30 March 2020

Oasi di Troina, l’ospedale per le disabilità nella stretta del virus

  • Di Ivan Scinardo

Con i suoi laboratori all’avanguardia, è un centro nevralgico per gli studi sulle disabilità ma è anche per la stessa Troina un potente volano economico.

A Troina, novemila abitanti in provincia di Enna, c’è un’Oasi sulla roccia della montagna. È il più importante ospedale d’alta specializzazione per le disabilità operante in Sicilia dal 1951, ed è un punto di riferimento per la comunità scientifica internazionale nelle ricerche di neurologia e per la cura dei pazienti, la maggior parte dei quali sono bambini portatori di gravi handicap.

Da oggi Troina è dichiarata zona rossa, funestata da focolai di infezione del Covid-19 e nella sua Oasi Maria SS, il bollettino sanitario registra 109 positivi di cui 45 accertati tra i disabili ricoverati, 25 tra gli operatori sanitare e, con loro, anche il legale rappresentante della holding: don Silvio Rotondo, sacerdote e sociologo.

Nel complesso della Cittadella dell’Oasi c’è l’Hotel Costellazioni, un albergo a quattro stelle, adesso requisito per consentire l’isolamento degli infettati. La struttura, da più di vent’anni ha supportato l’attività scientifica ospitando seminari sull’epilessia, sul ritardo mentale e sulle malattie neurodegenerative.

(In copertina) Vista dell'ospedale "Oasi Maria Santissima". (Sopra) vista aerea della città di Troina.

(In copertina) Vista dell'ospedale "Oasi Maria Santissima". (Sopra) vista aerea della città di Troina.

L’Oasi Maria SS, con i suoi laboratori all’avanguardia, è un centro nevralgico per gli studi sulle disabilità ma è anche per la stessa Troina – una cittadina a vocazione agricola qual è – un potente volano economico: sono 352 i posti letto, 650 sono i dipendenti a cui si aggiungono numerosi collaboratori esterni. Una holding della solidarietà, il cui motto – “Ognuno è qualcuno da amare”, dettato dal fondatore, padre Luigi Ferlauto, campeggia dappertutto

“Come vorresti essere trattato se fossi un disabile?” Con questa domanda, padre Ferlauto, dal 1951 fino al 2017, l’anno della sua morte, riesce a farsi aiutare dai potenti, dai misericordiosi, dagli umili, dallo Stato, dai grandi scienziati e dai disperati che portavano alla sua fabbrica di medicina e Misericordia la loro stessa disperazione.

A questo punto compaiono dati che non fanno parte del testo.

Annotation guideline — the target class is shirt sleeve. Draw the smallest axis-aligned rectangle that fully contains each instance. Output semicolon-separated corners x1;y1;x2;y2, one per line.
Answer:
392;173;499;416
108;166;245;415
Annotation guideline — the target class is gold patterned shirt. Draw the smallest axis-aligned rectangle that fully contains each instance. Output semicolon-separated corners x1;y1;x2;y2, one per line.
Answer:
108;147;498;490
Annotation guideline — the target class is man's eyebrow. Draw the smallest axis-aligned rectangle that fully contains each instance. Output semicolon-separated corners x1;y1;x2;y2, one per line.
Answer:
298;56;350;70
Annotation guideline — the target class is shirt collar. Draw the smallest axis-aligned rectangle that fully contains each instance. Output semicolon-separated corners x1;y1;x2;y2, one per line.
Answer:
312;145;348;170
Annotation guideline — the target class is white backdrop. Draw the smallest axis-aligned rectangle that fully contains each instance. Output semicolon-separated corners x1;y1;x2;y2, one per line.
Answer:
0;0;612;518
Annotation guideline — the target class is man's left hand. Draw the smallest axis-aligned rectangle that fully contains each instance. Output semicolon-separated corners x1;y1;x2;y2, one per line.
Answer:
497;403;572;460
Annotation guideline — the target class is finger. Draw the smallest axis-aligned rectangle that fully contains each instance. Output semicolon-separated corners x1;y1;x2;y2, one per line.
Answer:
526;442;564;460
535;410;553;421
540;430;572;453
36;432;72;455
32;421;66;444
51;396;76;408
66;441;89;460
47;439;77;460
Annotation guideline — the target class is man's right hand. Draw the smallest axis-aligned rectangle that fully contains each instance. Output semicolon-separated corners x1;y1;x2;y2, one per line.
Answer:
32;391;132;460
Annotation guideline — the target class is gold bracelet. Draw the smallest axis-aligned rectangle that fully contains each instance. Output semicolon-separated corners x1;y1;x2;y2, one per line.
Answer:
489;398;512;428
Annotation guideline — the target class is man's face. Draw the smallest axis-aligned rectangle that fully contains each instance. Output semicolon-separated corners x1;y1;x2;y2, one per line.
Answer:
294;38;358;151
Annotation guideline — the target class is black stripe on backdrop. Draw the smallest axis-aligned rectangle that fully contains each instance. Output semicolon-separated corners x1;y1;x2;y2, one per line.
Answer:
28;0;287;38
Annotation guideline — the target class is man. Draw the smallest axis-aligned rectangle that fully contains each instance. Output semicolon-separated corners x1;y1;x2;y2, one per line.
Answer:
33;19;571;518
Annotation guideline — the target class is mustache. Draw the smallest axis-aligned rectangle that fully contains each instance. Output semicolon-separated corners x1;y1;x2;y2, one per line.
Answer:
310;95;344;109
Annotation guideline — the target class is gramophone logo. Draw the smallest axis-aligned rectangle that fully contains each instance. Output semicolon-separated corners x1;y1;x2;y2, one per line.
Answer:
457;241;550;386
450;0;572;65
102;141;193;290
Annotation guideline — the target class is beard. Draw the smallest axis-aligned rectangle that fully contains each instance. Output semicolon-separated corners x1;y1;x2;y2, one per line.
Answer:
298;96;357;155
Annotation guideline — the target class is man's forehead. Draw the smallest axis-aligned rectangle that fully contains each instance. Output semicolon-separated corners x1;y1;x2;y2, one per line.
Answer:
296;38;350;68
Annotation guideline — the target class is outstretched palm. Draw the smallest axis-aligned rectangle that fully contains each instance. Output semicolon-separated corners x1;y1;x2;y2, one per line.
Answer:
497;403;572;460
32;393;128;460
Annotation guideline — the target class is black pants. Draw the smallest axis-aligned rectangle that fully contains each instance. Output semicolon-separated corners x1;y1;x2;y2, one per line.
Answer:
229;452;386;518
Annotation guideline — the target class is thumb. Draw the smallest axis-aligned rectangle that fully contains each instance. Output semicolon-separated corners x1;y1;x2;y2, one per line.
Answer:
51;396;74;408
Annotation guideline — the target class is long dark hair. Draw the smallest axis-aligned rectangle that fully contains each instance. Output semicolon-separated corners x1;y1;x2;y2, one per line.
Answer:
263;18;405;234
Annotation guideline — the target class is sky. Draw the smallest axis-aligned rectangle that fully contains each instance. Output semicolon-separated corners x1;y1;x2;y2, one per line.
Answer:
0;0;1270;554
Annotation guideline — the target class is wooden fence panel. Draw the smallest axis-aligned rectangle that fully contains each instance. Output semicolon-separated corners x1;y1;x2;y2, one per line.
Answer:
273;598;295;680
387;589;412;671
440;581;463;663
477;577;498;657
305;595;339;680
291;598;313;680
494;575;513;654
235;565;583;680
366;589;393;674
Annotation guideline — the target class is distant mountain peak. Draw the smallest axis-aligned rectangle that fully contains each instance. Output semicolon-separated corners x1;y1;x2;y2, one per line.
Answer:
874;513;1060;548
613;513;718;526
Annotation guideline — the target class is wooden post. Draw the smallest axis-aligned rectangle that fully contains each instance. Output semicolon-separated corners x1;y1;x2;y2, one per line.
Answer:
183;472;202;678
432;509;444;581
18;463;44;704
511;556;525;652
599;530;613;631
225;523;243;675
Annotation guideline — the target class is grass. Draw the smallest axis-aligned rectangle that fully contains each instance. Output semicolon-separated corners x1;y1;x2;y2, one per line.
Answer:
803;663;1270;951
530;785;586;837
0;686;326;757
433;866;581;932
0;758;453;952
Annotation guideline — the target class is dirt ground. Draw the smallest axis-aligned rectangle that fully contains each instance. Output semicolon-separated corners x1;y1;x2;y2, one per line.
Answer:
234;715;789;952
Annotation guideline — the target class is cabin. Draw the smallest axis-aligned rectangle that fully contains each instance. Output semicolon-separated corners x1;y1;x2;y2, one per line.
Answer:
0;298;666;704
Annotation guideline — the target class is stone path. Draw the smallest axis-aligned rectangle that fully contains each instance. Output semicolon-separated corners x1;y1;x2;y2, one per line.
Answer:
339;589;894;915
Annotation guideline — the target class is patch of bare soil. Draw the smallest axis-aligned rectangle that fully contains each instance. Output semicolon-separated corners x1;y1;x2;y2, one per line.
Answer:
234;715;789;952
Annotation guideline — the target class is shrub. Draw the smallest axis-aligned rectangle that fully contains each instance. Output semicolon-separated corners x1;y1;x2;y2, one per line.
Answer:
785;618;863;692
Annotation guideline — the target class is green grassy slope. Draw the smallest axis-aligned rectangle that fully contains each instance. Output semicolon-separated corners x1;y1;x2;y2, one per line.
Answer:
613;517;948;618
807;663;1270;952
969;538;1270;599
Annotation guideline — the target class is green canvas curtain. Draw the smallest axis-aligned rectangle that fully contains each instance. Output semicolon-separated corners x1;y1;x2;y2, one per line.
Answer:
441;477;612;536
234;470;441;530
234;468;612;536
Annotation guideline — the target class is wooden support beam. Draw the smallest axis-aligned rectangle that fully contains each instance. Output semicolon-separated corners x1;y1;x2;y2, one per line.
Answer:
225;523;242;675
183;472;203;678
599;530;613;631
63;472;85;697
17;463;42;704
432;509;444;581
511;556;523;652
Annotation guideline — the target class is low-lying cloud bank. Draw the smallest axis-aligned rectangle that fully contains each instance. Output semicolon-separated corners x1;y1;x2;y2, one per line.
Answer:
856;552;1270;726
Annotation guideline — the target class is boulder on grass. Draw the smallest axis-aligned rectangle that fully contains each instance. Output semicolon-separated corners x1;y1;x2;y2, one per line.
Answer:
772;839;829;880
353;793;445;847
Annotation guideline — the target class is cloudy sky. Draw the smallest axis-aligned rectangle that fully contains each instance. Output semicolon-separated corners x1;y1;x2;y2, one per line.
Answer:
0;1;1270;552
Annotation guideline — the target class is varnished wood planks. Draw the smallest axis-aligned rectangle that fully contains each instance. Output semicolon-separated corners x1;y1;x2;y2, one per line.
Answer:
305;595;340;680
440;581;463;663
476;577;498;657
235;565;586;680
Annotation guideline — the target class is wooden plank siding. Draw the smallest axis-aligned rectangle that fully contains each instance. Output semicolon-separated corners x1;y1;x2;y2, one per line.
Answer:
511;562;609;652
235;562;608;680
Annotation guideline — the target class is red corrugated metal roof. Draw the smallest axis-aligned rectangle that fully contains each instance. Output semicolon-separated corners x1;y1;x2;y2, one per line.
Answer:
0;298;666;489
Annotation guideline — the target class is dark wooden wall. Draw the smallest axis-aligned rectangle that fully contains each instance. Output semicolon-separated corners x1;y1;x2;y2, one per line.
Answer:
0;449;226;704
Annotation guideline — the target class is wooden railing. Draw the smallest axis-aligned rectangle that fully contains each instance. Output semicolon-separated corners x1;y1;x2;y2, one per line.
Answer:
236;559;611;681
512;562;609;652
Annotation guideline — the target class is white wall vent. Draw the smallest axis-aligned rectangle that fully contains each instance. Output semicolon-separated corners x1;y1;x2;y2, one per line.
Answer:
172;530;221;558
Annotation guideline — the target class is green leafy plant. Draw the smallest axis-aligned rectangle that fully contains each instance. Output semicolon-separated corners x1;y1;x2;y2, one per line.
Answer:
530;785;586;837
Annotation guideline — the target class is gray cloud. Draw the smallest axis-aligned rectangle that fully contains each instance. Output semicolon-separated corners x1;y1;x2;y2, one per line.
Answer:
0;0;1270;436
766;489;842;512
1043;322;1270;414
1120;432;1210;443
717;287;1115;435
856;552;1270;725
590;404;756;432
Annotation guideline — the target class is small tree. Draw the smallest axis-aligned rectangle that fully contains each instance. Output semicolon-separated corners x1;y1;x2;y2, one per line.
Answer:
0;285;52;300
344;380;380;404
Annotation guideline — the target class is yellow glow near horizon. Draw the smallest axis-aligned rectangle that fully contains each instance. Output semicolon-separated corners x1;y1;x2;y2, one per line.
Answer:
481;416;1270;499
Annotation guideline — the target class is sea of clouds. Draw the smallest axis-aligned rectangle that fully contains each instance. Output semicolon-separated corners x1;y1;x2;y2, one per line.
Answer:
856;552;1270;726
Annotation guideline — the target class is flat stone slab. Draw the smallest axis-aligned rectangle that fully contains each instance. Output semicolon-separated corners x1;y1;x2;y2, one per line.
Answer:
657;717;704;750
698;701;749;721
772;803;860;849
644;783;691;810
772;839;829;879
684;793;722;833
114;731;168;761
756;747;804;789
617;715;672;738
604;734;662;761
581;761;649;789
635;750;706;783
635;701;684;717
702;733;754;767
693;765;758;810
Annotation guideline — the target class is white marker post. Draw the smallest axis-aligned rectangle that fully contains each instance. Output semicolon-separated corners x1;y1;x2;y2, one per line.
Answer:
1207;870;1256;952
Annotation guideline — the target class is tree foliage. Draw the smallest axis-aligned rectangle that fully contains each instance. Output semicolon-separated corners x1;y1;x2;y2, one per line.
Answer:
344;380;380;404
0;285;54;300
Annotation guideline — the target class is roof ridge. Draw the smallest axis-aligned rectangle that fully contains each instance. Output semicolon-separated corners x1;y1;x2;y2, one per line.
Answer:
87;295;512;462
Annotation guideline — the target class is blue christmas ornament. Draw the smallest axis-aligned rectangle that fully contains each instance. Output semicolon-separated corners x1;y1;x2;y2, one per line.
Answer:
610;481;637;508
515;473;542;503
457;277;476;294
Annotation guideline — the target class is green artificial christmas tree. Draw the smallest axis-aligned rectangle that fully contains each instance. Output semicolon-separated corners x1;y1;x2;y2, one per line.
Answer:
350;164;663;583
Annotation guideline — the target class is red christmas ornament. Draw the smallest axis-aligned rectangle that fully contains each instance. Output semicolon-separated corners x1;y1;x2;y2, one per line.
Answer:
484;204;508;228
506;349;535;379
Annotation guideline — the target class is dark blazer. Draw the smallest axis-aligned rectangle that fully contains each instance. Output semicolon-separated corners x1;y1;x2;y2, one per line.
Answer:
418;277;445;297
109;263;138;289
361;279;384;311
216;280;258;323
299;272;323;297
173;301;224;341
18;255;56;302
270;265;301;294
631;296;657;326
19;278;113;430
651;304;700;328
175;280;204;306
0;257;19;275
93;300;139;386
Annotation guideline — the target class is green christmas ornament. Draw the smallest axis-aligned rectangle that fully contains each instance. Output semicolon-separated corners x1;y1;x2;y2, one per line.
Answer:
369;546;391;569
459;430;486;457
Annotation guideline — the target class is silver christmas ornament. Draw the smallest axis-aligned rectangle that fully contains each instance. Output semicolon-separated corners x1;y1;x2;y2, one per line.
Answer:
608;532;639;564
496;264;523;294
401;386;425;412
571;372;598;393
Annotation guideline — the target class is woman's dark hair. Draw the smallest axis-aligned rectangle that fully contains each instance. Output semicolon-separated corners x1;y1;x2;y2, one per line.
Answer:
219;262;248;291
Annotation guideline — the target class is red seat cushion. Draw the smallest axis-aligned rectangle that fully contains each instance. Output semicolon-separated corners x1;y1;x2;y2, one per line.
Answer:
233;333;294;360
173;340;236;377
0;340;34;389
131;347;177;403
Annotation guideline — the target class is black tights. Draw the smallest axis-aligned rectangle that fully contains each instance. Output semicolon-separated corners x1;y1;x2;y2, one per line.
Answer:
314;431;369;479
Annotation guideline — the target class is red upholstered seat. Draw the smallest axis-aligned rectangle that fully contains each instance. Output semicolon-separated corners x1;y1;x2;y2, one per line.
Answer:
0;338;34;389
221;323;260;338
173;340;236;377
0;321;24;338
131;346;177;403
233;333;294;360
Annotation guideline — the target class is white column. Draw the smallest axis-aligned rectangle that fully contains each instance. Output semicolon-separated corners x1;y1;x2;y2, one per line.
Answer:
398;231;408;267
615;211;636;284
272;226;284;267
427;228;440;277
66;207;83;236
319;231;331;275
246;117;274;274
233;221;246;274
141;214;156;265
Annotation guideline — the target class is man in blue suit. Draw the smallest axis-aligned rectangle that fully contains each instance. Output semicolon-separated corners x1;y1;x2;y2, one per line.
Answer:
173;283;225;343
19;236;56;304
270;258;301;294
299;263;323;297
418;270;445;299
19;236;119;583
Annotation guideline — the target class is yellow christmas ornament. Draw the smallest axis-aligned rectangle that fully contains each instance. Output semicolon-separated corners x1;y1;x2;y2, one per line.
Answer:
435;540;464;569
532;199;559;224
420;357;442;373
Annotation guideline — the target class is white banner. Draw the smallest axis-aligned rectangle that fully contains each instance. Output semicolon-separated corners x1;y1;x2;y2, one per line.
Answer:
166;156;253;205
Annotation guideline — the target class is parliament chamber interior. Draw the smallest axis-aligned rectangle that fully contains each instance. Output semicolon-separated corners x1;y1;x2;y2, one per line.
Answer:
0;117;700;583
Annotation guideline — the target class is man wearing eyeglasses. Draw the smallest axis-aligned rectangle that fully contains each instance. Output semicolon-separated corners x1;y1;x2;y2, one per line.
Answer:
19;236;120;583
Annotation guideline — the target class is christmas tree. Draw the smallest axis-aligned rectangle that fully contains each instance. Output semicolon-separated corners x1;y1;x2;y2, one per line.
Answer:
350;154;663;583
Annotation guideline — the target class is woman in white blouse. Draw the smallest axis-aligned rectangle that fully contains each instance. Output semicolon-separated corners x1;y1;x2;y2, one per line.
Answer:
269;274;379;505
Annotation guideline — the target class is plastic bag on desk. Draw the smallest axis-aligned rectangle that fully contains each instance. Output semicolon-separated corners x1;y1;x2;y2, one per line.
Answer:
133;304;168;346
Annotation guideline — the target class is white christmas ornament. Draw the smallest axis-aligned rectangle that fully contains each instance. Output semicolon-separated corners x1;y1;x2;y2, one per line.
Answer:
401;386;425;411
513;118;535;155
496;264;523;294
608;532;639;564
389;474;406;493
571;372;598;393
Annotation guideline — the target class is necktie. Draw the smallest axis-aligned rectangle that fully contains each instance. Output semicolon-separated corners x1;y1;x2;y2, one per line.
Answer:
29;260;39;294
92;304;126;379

La sua opera, oggi che il suo successore si ritrova ricoverato per il Coronavirus, prosegue nell’eccellenza della ricerca medica, mobilitando un enorme bacino di fornitori, attivando collegamenti permanenti con gli ospedali di tutto il mondo per lo scambio dati e informazioni, e accogliendo ancora i ricoverati.

Padre Luigi Orazio Ferlauto, Fondatore dell' Oasi Maria SS. di Troina

Padre Luigi Orazio Ferlauto, Fondatore dell' Oasi Maria SS. di Troina

I pazienti arrivano da tutta Italia e sono ospitati nella struttura assieme alle famiglie riunite nell’associazione “Noi e l’Oasi”, una onlus creata proprio per sostenere le attività del centro e garantire un maggiore benessere ai bambini in cura.

È paradossale pensare che questa popolazione scampò ad una delle battaglie più cruente durante la Seconda Guerra mondiale.

A dicembre il sindaco Fabio Venezia annuncia l’imminente apertura di un museo permanente. L’idea è quella di custodire 62 preziose stampe fotografiche, quasi tutte inedite, di Robert Capa, il fotoreporter di guerra la cui immagine più famosa – quella dell’agosto 1943, col soldato che si fa indicare la strada da un contadino – è stata scattata a Troina.

Una delle più iconiche fotografie di Robert Capa scattata il 6 agosto del 1943 al termine della battaglia di Troina

Una delle più iconiche fotografie di Robert Capa scattata il 6 agosto del 1943 al termine della battaglia di Troina

E Troina, adesso, ritorna dunque a essere zona rossa. I soldati di ieri, con le immagini della mobilitazione di sanità militare che ha preso stanza nelle sale della Cittadella, sembrano essere ritornati oggi. La cronaca di queste ore, infatti, vede la presenza dell’Esercito col direttore dell’ospedale militare di Messina, il colonnello Alfonso Zizza, di un team Covid inviato dall’Assessorato regionale alla Salute e di un commissario ad acta fino al 31 luglio, il dirigente Giuseppe Murolo.

C’è un’aria spettrale in paese, la gente ha paura, vive con l’angoscia di contrarre il virus. I medici sono al lavoro, e qualcuno invoca la taumaturgica presenza di padre Ferlauto.